Wind energy: Toshiba and GE create Japanese supply chain for offshore wind turbines

Toshiba aims to form a supply chain for offshore wind turbines in Japan, Nikkei has learned, with an eye toward creating a network of 100 suppliers with General Electric.

The partners will provide assistance ranging from developing components to production, soliciting smaller companies in such areas as Akita, in Japan’s northwest, that have conditions suited for offshore wind power.

Seeking to counter the exodus of domestic suppliers, Toshiba plans to rebuild the industrial base for wind turbines and tap demand for renewable energy.

The Japanese industrial conglomerate is targeting 2026 for domestic production of wind turbines. It plans to bring together a supply chain for nacelles, which house turbine components and the generator. The crucial equipment amplifies the rotation of the blades, helping the turbine generate power. Equivalent in size to a three-story building, they are made of several thousand parts.

Informational sessions will be held in areas that the government has designated for promoting wind power, including Akita and Niigata prefectures. Companies capable of supplying nacelle components will be selected, with procurement to start in fiscal 2025.

Toshiba envisions coordinating with about 100 smaller suppliers. The scope may be expanded if orders grow. By promoting domestic production, the goal is to bring the domestic procurement rate to 60% by value in 2040.

Support in such areas as helping suppliers with prototypes and maintaining quality control will be provided by Toshiba. Parts warehouses will be built near the offshore wind turbines so as to ensure proper handling of spare components and development of maintenance personnel. Wind turbines generally operate for 20 years, making repair and maintenance know-how crucial.
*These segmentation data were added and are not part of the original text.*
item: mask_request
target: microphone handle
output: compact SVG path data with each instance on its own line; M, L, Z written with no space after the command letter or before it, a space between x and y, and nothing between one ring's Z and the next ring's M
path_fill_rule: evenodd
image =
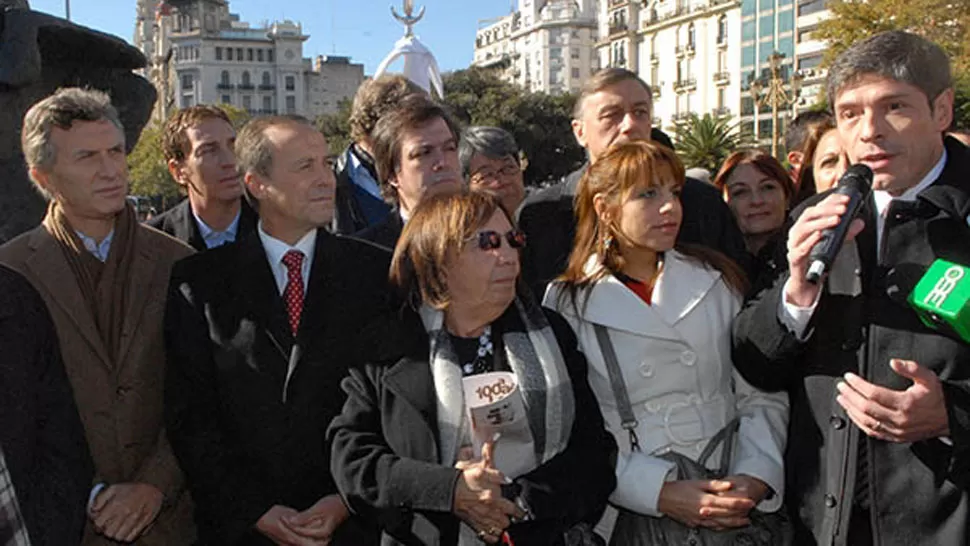
M838 225L822 231L822 238L812 247L809 254L809 268L805 273L805 280L812 284L818 284L822 276L832 267L832 262L838 256L845 236L849 232L852 220L859 215L865 194L852 186L840 186L835 193L849 196L849 204L846 205L845 214L842 215Z

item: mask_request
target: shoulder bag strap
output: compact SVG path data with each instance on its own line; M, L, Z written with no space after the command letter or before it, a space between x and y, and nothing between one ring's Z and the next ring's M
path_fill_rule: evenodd
M606 372L610 376L610 388L613 390L616 407L620 412L620 423L630 435L630 449L640 451L640 439L637 438L637 418L633 415L630 395L626 390L626 382L623 381L620 363L616 359L616 350L613 349L613 342L610 341L610 333L602 324L593 324L593 330L596 331L596 341L599 343L600 352L603 353L603 360L606 362Z

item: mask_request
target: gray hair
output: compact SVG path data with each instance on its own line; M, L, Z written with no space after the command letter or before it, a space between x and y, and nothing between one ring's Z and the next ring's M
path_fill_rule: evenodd
M511 157L519 164L519 145L515 143L515 137L498 127L476 125L462 132L461 142L458 144L458 161L461 162L461 174L466 180L471 175L469 171L475 154L482 154L490 159Z
M24 115L24 127L20 133L20 148L29 169L49 170L57 157L51 141L54 128L69 130L75 121L110 121L125 138L125 128L118 118L118 111L111 105L111 97L103 91L64 87L53 95L30 107ZM45 197L46 190L34 180L34 185Z
M940 93L953 87L950 60L940 46L916 34L892 30L855 43L839 54L829 68L829 108L834 111L838 94L867 75L918 88L930 108Z
M273 170L273 145L266 137L266 129L279 125L306 125L313 127L303 116L259 116L243 125L236 135L236 165L242 173L254 173L269 177Z

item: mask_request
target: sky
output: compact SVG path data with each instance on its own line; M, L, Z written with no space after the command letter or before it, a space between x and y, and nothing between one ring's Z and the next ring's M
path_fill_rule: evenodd
M131 42L136 0L69 0L71 20ZM466 68L472 61L479 20L506 15L513 0L414 0L426 6L415 34L438 59L442 71ZM64 16L65 0L29 0L30 7ZM401 0L229 0L229 10L251 26L290 19L303 24L310 39L303 56L343 55L364 64L371 75L404 35L391 16Z

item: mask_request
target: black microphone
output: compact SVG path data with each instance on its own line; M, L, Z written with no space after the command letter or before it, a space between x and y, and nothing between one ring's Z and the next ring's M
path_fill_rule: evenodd
M822 275L830 267L835 257L839 255L842 243L845 242L845 235L849 232L852 220L859 215L862 203L869 197L872 191L872 169L862 163L857 163L851 167L836 186L835 193L838 195L848 195L849 204L846 206L845 214L839 220L839 224L834 228L826 229L822 232L822 238L812 248L809 254L810 264L808 272L805 273L805 280L818 284Z

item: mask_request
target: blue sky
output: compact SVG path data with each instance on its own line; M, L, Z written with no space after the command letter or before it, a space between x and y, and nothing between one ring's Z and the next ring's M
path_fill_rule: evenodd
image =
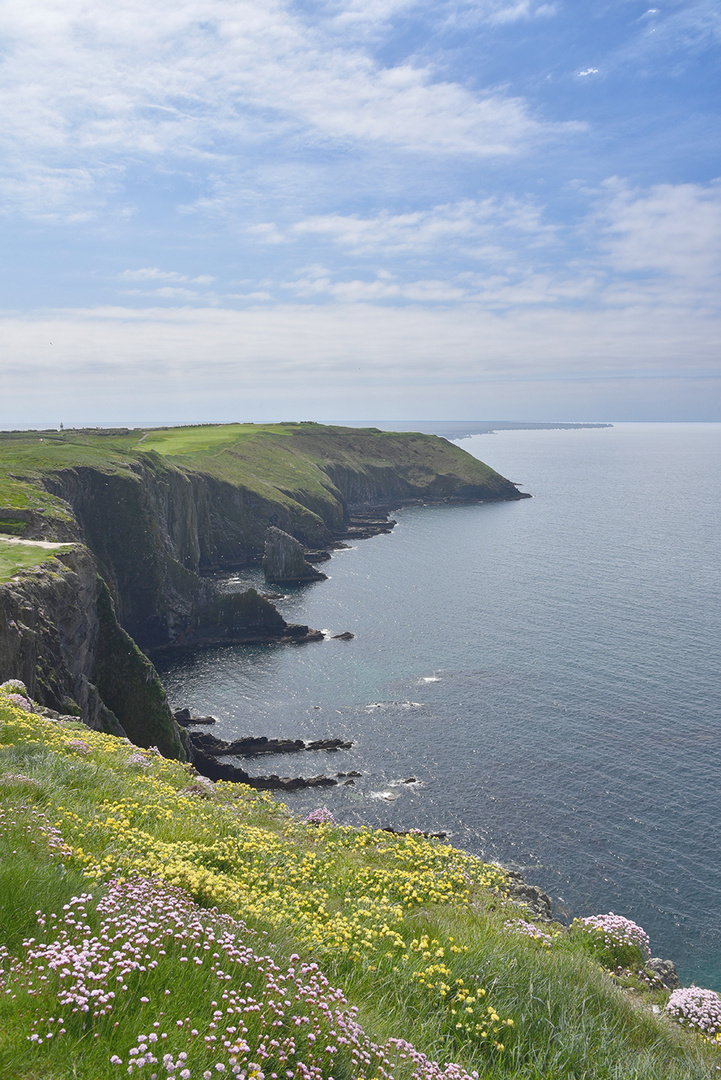
M721 419L721 3L0 30L0 426Z

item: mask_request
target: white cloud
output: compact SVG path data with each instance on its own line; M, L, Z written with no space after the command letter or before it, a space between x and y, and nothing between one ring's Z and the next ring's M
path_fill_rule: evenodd
M369 17L405 6L377 2ZM360 11L340 8L336 16ZM511 10L488 8L498 17ZM474 92L427 66L383 66L327 29L291 0L6 0L8 195L16 210L41 210L46 173L65 190L51 205L72 213L100 200L130 162L193 161L202 172L269 138L482 157L580 127L544 124L522 99Z
M209 285L215 281L212 274L200 274L190 278L188 274L177 273L175 270L160 270L158 267L140 267L138 270L123 270L118 274L119 281L145 281L145 282L191 282L194 285Z
M372 417L373 403L385 416L399 408L488 416L494 387L533 416L540 401L558 408L568 388L582 383L587 411L599 394L611 404L636 394L642 409L663 397L674 415L682 394L706 415L719 387L721 320L679 318L663 306L653 318L628 307L612 319L573 306L508 313L478 305L108 308L8 316L0 329L8 357L0 424L11 426L39 416L67 422L79 411L86 422Z
M623 59L636 60L654 53L693 55L721 44L718 0L668 0L663 9L649 9L639 22L642 31L620 51Z
M430 210L405 214L382 212L373 217L322 214L297 221L285 233L273 222L248 231L271 243L315 237L359 254L428 252L443 247L451 248L455 255L465 252L484 258L507 255L500 238L506 246L512 237L538 246L553 242L556 234L532 202L513 198L463 199ZM484 243L482 248L479 242Z
M710 303L721 295L721 183L661 184L639 191L609 181L597 224L614 273L665 302ZM626 293L628 283L617 286Z

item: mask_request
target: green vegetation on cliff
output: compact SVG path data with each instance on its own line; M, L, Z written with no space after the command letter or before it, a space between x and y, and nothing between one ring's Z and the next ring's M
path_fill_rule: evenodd
M141 648L182 636L212 590L199 571L258 562L274 525L330 543L358 504L517 499L436 435L315 423L0 433L0 519L82 539Z
M0 691L1 1080L716 1075L500 867L312 818Z
M138 746L157 746L165 757L185 759L185 751L165 690L155 669L118 624L108 586L99 579L98 645L92 681L125 734Z
M0 680L182 756L140 649L302 639L267 599L223 595L203 571L259 562L269 526L331 543L355 504L516 498L435 435L315 423L2 432ZM84 555L57 566L59 550L53 561L19 540L70 541Z
M3 522L0 521L0 529ZM31 566L40 566L47 559L54 558L57 551L69 551L69 544L62 548L43 548L32 543L13 543L0 537L0 584L10 581L18 570L27 570Z

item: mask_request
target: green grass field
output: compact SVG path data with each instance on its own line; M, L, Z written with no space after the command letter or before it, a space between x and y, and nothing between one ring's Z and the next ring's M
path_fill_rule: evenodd
M519 933L505 880L0 691L0 1077L718 1075L587 935Z
M12 543L0 537L0 583L33 566L40 566L54 558L58 551L70 551L71 544L46 549L28 543Z

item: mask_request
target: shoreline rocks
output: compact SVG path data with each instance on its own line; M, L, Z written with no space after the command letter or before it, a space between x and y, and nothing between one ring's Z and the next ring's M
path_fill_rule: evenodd
M204 717L212 719L212 717ZM190 721L194 724L194 720ZM344 742L342 739L314 739L312 742L303 742L302 739L268 739L266 735L248 735L243 739L234 739L227 742L218 739L217 735L208 731L189 732L190 741L194 750L213 757L223 757L234 755L236 757L257 757L260 754L297 754L304 750L325 750L336 752L339 750L350 750L352 742Z
M318 552L314 554L321 554ZM325 552L329 557L329 553ZM326 573L316 570L308 559L303 545L289 532L275 528L274 525L266 532L266 551L263 555L263 572L266 581L271 584L301 581L325 581Z

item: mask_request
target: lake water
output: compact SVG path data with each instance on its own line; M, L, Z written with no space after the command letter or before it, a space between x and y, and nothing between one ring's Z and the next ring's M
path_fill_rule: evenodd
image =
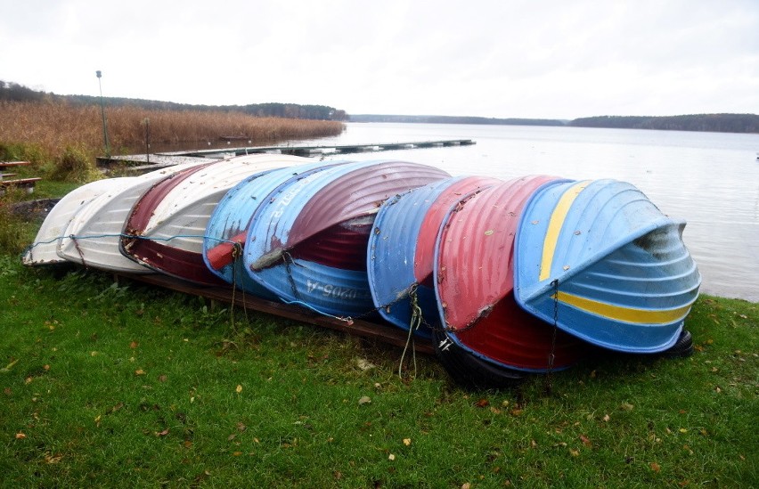
M403 159L453 175L548 174L629 182L662 212L688 221L683 239L703 276L702 292L759 302L759 134L447 124L347 127L334 138L290 144L473 139L472 146L324 158Z

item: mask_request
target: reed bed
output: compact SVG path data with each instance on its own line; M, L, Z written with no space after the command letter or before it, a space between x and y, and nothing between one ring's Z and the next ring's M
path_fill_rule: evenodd
M143 147L148 121L151 143L156 144L214 143L222 136L244 138L254 144L275 143L337 135L344 128L338 121L257 118L221 110L157 110L126 105L106 107L105 112L112 153ZM26 148L29 154L24 157L35 163L55 160L67 148L94 157L104 151L101 108L65 102L2 102L0 143Z

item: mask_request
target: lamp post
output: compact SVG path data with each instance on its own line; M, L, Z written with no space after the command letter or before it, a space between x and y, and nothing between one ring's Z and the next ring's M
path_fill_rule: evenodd
M95 71L97 75L97 85L100 87L100 113L102 115L102 140L105 142L105 156L110 156L110 148L108 147L108 123L105 120L105 106L102 104L102 84L100 81L102 73L100 69Z

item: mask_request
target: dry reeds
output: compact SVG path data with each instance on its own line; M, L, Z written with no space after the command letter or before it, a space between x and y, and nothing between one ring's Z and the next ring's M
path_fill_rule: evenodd
M257 118L240 112L156 110L136 106L106 107L111 152L140 148L150 121L152 143L216 143L223 136L254 144L310 139L340 134L337 121ZM103 152L102 119L97 105L65 102L0 102L0 143L32 145L57 159L67 148L94 157ZM42 163L37 161L37 163Z

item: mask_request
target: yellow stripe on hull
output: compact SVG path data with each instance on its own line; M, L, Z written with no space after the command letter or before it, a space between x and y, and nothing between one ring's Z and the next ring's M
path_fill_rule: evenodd
M551 276L551 266L553 264L553 255L556 252L556 243L559 242L559 233L564 226L564 220L569 213L572 203L580 195L585 187L590 184L590 180L579 182L569 187L551 215L548 222L548 229L545 232L545 239L543 241L543 258L540 262L540 281L544 281Z
M555 299L556 295L551 298ZM601 316L612 321L623 322L634 322L638 324L670 324L683 319L688 315L693 302L682 307L675 309L635 309L633 307L622 307L613 306L605 302L581 297L574 294L559 291L559 301L572 306L581 311ZM694 299L695 302L695 299Z

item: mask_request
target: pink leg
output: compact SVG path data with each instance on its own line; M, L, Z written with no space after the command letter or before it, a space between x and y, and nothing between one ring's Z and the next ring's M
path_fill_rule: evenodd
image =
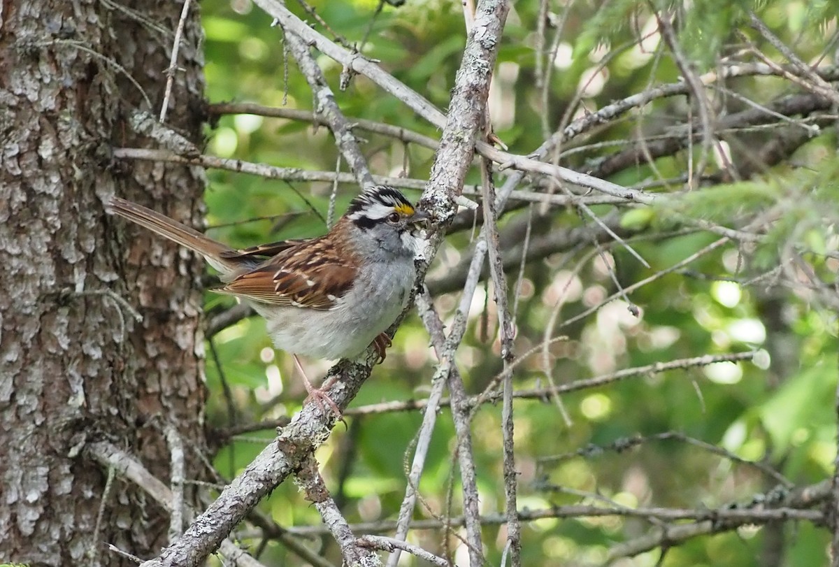
M306 392L309 393L309 397L306 398L306 400L310 399L314 402L317 407L320 408L320 413L324 415L326 414L326 409L323 405L323 403L326 402L329 404L329 407L332 409L332 411L335 412L335 414L338 416L338 419L341 419L341 410L338 408L338 404L333 402L332 398L330 398L329 394L327 394L323 389L312 386L312 383L309 382L309 377L306 376L305 372L303 370L303 367L300 365L300 361L297 357L297 355L291 355L291 356L294 359L294 365L297 367L297 370L300 372L300 376L303 377L303 385L305 386ZM304 400L304 403L305 403L306 400Z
GE and Toshiba have a history of working on power systems. They partnered in sales of gas turbine power systems in 2011. Toshiba waded into the production of offshore wind turbines through a 2021 tie-up with GE.

Plans call for assembling nacelles at Toshiba’s Keihin facility in Yokohama. Annual assembly capacity is about 80 units.

Orders include wind turbines for a project in Akita prefecture due to start as early as 2028. Mishibishi Corp., as part of a consortium, placed a consolidated order with GE for large wind turbines. Toshiba aims to leverage its GE ties to expand sales.

The domestic market for offshore wind power has not developed as expected, with Mitsubishi Heavy Industries and Hitachi pulling out of wind turbine production.

The Japanese government hopes to have 30 to 45 gigawatts of offshore wind power installed by 2040. It also has set a goal of domestic operators accounting for 60% of the investment related to wind turbine production and related construction.